President Joe Biden has claimed there was “an absolute wall” between his family’s foreign business affairs and his job as Vice President of the United States. Biden “never discussed” business and was “never in business” with his son, Biden and White House officials have vehemently claimed. However, the National Archives and Records Administration (NARA) has acknowledged possessing up to 5,400 emails that prove otherwise.
Those 5,400 emails are “connected to then-Vice President Joe Biden’s pseudonym accounts that he used to forward government information and discuss business with his son, Hunter Biden, and others” reports Just The News.
The emails show, “at a bare minimum, that Vice President Biden’s team looped Hunter Biden into his official schedule, and they point to two emails sent on May 26, 2016, and June 14, 2016” , reports Foreign Desk News.
Last week, Representative James Comer, chairman of the House Oversight Committee, requested the National Archives and Records Administration turn over a tranche of emails from President Biden’s time as vice president. More specifically, Comer wants “all unredacted documents and communications” to and from the then-vice president and his son, Hunter Biden, and his son’s business associates.
On Monday, the Southeastern Legal Foundation filed a lawsuit to have the records turned over, saying the emails show Biden used the pseudonyms of Robin Ware, Robert L. Peters, and JRB Ware while he served in the Obama administration.
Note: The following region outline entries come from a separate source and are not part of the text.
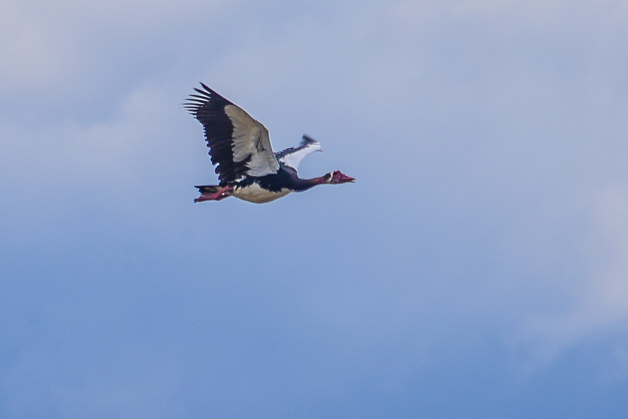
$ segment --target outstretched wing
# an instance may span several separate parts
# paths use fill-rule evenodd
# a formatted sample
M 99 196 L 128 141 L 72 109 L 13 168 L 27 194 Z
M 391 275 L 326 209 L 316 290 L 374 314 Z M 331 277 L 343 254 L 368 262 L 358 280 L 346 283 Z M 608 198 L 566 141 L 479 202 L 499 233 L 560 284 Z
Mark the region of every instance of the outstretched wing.
M 203 83 L 201 86 L 203 90 L 194 89 L 199 95 L 191 95 L 185 106 L 205 128 L 220 185 L 243 175 L 276 173 L 279 163 L 266 127 Z
M 307 135 L 303 135 L 298 147 L 290 147 L 283 151 L 275 153 L 277 160 L 295 170 L 299 170 L 299 165 L 305 157 L 314 152 L 320 152 L 320 143 Z

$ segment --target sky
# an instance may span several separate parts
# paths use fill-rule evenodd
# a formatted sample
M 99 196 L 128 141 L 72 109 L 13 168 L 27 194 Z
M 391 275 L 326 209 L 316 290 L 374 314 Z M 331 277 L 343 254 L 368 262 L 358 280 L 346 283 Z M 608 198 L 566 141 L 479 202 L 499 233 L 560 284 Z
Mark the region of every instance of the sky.
M 0 2 L 0 417 L 625 418 L 628 3 Z M 324 153 L 215 183 L 202 81 Z

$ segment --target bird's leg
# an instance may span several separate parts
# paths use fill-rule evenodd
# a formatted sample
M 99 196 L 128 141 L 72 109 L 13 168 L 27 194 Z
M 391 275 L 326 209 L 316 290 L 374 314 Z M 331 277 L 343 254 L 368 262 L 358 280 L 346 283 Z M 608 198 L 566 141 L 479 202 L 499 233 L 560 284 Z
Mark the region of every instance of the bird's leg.
M 203 194 L 200 197 L 195 199 L 194 202 L 202 202 L 203 201 L 219 201 L 231 196 L 230 195 L 227 195 L 225 192 L 229 192 L 233 190 L 233 187 L 227 185 L 214 194 Z

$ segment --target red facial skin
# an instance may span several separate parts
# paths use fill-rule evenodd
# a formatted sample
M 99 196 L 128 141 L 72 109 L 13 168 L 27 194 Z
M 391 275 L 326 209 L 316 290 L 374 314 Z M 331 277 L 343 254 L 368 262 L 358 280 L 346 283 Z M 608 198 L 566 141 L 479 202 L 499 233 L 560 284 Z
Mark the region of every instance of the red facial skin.
M 336 170 L 332 173 L 332 180 L 329 183 L 336 185 L 337 184 L 346 184 L 349 182 L 355 182 L 355 179 L 350 176 L 347 176 L 340 170 Z

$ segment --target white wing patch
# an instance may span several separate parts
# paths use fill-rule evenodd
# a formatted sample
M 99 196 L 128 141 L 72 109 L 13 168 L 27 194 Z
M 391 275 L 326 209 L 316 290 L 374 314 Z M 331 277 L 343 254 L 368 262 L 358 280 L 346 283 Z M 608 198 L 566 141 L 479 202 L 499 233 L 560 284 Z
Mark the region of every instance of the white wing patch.
M 247 175 L 264 176 L 277 173 L 279 163 L 273 152 L 266 127 L 234 105 L 225 106 L 225 113 L 234 127 L 234 162 L 242 162 L 250 155 Z
M 314 152 L 321 151 L 320 143 L 318 142 L 308 142 L 303 146 L 295 148 L 295 151 L 290 152 L 279 158 L 279 161 L 289 167 L 298 171 L 299 165 L 305 157 Z

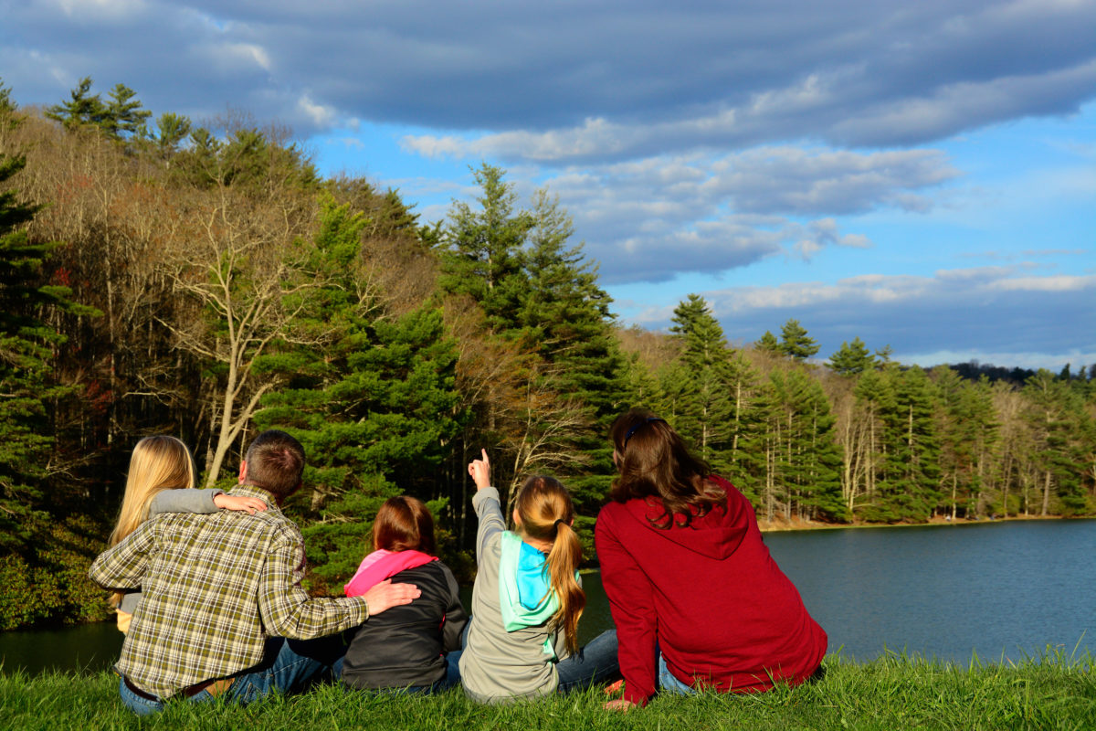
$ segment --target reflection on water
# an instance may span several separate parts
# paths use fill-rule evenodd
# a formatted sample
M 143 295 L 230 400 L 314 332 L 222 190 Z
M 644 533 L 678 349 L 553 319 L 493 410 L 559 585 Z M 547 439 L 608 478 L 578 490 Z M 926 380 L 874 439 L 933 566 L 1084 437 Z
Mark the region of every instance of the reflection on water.
M 1096 651 L 1096 521 L 780 533 L 765 542 L 831 652 L 870 660 L 886 648 L 969 663 L 1048 646 Z
M 830 636 L 830 651 L 887 650 L 969 663 L 1048 646 L 1096 652 L 1096 521 L 1038 521 L 766 534 L 773 558 Z M 601 575 L 582 576 L 579 641 L 613 626 Z M 471 587 L 463 590 L 471 605 Z M 113 623 L 0 635 L 3 672 L 100 671 L 122 648 Z

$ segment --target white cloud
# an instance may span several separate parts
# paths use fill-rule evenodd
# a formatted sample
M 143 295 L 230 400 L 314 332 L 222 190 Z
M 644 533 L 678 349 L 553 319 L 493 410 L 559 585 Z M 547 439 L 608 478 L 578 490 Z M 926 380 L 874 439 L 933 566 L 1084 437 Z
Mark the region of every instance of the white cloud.
M 335 111 L 330 106 L 315 103 L 308 94 L 297 101 L 297 107 L 306 114 L 317 127 L 330 127 L 335 123 Z
M 731 342 L 753 342 L 798 319 L 825 358 L 842 342 L 894 346 L 895 358 L 933 365 L 972 358 L 998 365 L 1096 362 L 1096 275 L 1030 276 L 1023 266 L 868 274 L 833 283 L 795 282 L 700 293 Z M 669 327 L 666 308 L 628 318 Z M 947 357 L 933 358 L 947 353 Z

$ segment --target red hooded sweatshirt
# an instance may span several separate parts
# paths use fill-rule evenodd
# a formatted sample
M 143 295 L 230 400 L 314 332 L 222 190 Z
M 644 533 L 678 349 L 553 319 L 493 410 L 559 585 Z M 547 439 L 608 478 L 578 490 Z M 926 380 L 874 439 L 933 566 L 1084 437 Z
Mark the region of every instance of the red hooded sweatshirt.
M 655 643 L 677 679 L 737 693 L 801 683 L 825 654 L 825 632 L 768 555 L 750 501 L 709 479 L 726 490 L 727 511 L 687 527 L 651 525 L 664 518 L 657 498 L 613 502 L 597 516 L 602 583 L 632 703 L 654 694 Z

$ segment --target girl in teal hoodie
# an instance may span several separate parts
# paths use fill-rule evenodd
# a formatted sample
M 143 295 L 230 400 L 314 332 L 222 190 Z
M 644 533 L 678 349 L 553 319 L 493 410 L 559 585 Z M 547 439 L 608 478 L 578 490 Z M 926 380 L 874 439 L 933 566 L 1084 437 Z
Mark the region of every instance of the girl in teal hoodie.
M 460 656 L 465 693 L 481 703 L 504 703 L 615 678 L 615 630 L 578 647 L 586 596 L 567 489 L 550 477 L 528 478 L 514 501 L 515 533 L 506 530 L 487 452 L 468 472 L 476 482 L 479 530 L 472 616 Z

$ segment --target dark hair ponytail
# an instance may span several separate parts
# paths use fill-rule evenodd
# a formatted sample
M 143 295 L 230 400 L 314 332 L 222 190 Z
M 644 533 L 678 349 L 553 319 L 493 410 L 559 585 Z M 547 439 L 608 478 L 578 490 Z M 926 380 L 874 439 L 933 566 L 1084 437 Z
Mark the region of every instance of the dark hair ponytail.
M 609 498 L 659 498 L 665 513 L 651 519 L 659 528 L 688 525 L 715 506 L 727 510 L 727 493 L 708 479 L 711 468 L 689 454 L 684 439 L 648 409 L 630 409 L 609 429 L 619 476 Z

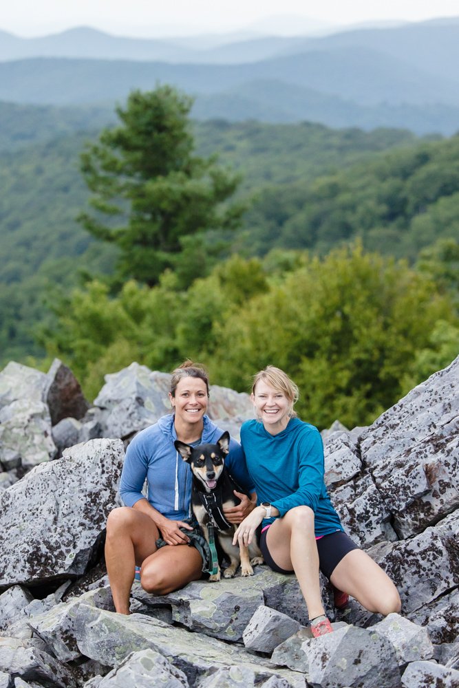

The archives’ admissions confirm years of reporting from Just the News about Biden’s use of a personal emailas vice president and the pseudonym accounts he used.
Monday’s lawsuit turns up the pressure on the archives to release the documents.
“All too often, public officials abuse their power by using it for their personal or political benefit. When they do, many seek to hide it,” Southeastern Legal Foundation general counsel Kimberly Hermann said. “The only way to preserve governmental integrity is for NARA to release Biden’s nearly 5,400 emails to SLF and thus the public. The American public deserves to know what is in them.”